# Electric Trolling Motor Issues - Foot Control not matching up with direction of boat



## cmalinowski (Aug 25, 2007)

I put my boat in the water this morning and started having a lot of issues with my Motorguide 443 trolling motor. It seemed like the foot pedal had a lot of play in it and the direction of the motor wasn't lining up with the directional indicator. It wasn't consistant either, it seems like something needed tightened or readjusted. Any thoughts on what could be causing this? 
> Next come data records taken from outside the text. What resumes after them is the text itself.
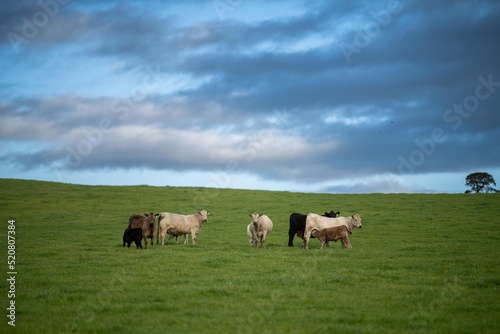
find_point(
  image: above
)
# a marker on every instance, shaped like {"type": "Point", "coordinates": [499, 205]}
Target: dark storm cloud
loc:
{"type": "Point", "coordinates": [367, 87]}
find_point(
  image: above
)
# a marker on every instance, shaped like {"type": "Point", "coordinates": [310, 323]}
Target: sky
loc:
{"type": "Point", "coordinates": [326, 96]}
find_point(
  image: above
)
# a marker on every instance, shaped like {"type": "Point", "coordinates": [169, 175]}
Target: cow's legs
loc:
{"type": "Point", "coordinates": [307, 235]}
{"type": "Point", "coordinates": [162, 236]}
{"type": "Point", "coordinates": [291, 235]}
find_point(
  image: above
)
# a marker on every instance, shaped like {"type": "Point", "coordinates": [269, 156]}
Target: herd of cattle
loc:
{"type": "Point", "coordinates": [326, 228]}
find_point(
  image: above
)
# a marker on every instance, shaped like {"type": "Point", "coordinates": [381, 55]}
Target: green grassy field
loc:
{"type": "Point", "coordinates": [421, 263]}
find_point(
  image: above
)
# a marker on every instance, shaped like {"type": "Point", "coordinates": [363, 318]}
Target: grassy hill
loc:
{"type": "Point", "coordinates": [421, 263]}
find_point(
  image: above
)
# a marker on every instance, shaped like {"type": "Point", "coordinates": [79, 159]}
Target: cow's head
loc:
{"type": "Point", "coordinates": [151, 218]}
{"type": "Point", "coordinates": [356, 221]}
{"type": "Point", "coordinates": [204, 215]}
{"type": "Point", "coordinates": [332, 214]}
{"type": "Point", "coordinates": [255, 217]}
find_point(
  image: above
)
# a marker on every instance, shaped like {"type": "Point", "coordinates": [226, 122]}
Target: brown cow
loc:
{"type": "Point", "coordinates": [146, 223]}
{"type": "Point", "coordinates": [333, 234]}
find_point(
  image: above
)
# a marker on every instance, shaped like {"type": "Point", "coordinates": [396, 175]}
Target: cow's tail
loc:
{"type": "Point", "coordinates": [158, 231]}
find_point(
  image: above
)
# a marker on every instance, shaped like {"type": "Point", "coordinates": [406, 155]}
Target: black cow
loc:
{"type": "Point", "coordinates": [132, 234]}
{"type": "Point", "coordinates": [298, 224]}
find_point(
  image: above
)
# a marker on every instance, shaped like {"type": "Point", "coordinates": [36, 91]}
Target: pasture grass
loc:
{"type": "Point", "coordinates": [421, 263]}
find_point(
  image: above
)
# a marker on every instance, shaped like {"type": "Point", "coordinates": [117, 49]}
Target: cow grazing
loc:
{"type": "Point", "coordinates": [258, 229]}
{"type": "Point", "coordinates": [132, 235]}
{"type": "Point", "coordinates": [298, 224]}
{"type": "Point", "coordinates": [176, 225]}
{"type": "Point", "coordinates": [316, 222]}
{"type": "Point", "coordinates": [146, 223]}
{"type": "Point", "coordinates": [333, 234]}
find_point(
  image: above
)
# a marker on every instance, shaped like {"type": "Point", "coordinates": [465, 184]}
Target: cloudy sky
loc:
{"type": "Point", "coordinates": [327, 96]}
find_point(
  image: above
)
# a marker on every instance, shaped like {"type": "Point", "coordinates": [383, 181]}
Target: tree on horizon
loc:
{"type": "Point", "coordinates": [480, 181]}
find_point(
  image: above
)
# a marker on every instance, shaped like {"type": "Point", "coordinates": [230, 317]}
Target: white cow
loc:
{"type": "Point", "coordinates": [175, 224]}
{"type": "Point", "coordinates": [258, 229]}
{"type": "Point", "coordinates": [316, 222]}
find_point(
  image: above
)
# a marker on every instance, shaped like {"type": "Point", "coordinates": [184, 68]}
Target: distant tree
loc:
{"type": "Point", "coordinates": [480, 181]}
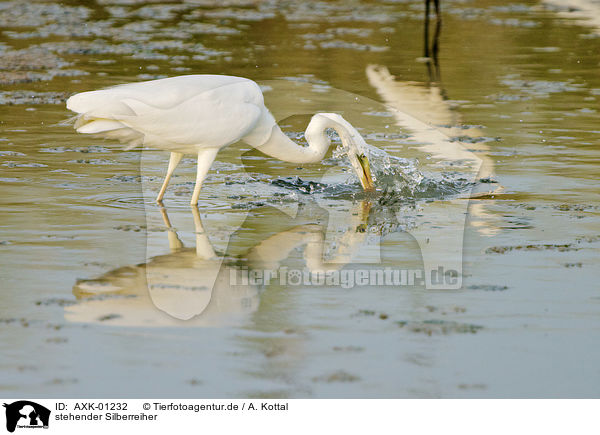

The motor is a 1998 and I don't have a guide for it. It's not one of the new digital types, it's got the cables connecting the foot pedal to the motor. I tried looking at Motorguides website, and they do have manuals on line but nothing in there about how to fit or adjust this.


----------



## OSU_Fisherman (Mar 1, 2007)

Is the motor still turning fine? 

My MotorGuide turns fine but for some reason the directional indicator doesn't really stay in line with everything else. For me, I'm relatively certain it is just because the gear on the indicator doesn't always mesh perfectly with the shaft gear especially when I'm trying to back the boat up (foot pedal all the way back). But, I dont look at the directional indicator at all,... I just know that a flat pedal means straight and I just feel my way around after that haha.

But, if you are saying that your motor is not turning correctly then its possible you have a bent shaft or worn out bearing.... both have happened to me. But, if its just the directional indicator then I wouldn't worry about it.


----------



## EDD (Apr 11, 2004)

for the arrow , it has jump the track , or it is broken. take out the 4 screws holding the top on the motor on and realine . no big deal


----------



## dmgonfishin55 (Jan 8, 2009)

Mine did that, the gear is plactic, broke a tooth or four off the plastic gear for the directional arrow. Took the cover off the top end and went to Delta Marine in columbus 2$ for 2 gears.


----------



## cmalinowski (Aug 25, 2007)

Thanks guys, I went ahead and took the cover off last night and was able to get the motor realigned with the foot pedel and the directional arrow. I also fightened up the tension on it so it's not so sloppy anymore, seems like it was fixed when I was done but I'll find out for sure the next time I hit the water.


----------



## firstflight111 (May 22, 2008)

cmalinowski said:


> I put my boat in the water this morning and started having a lot of issues with my Motorguide 443 trolling motor. It seemed like the foot pedal had a lot of play in it and the direction of the motor wasn't lining up with the directional indicator. It wasn't consistant either, it seems like something needed tightened or readjusted. Any thoughts on what could be causing this?
> 
> The motor is a 1998 and I don't have a guide for it. It's not one of the new digital types, it's got the cables connecting the foot pedal to the motor. I tried looking at Motorguides website, and they do have manuals on line but nothing in there about how to fit or adjust this.


just loosen the clamp holding the shaft and turn it to match up


----------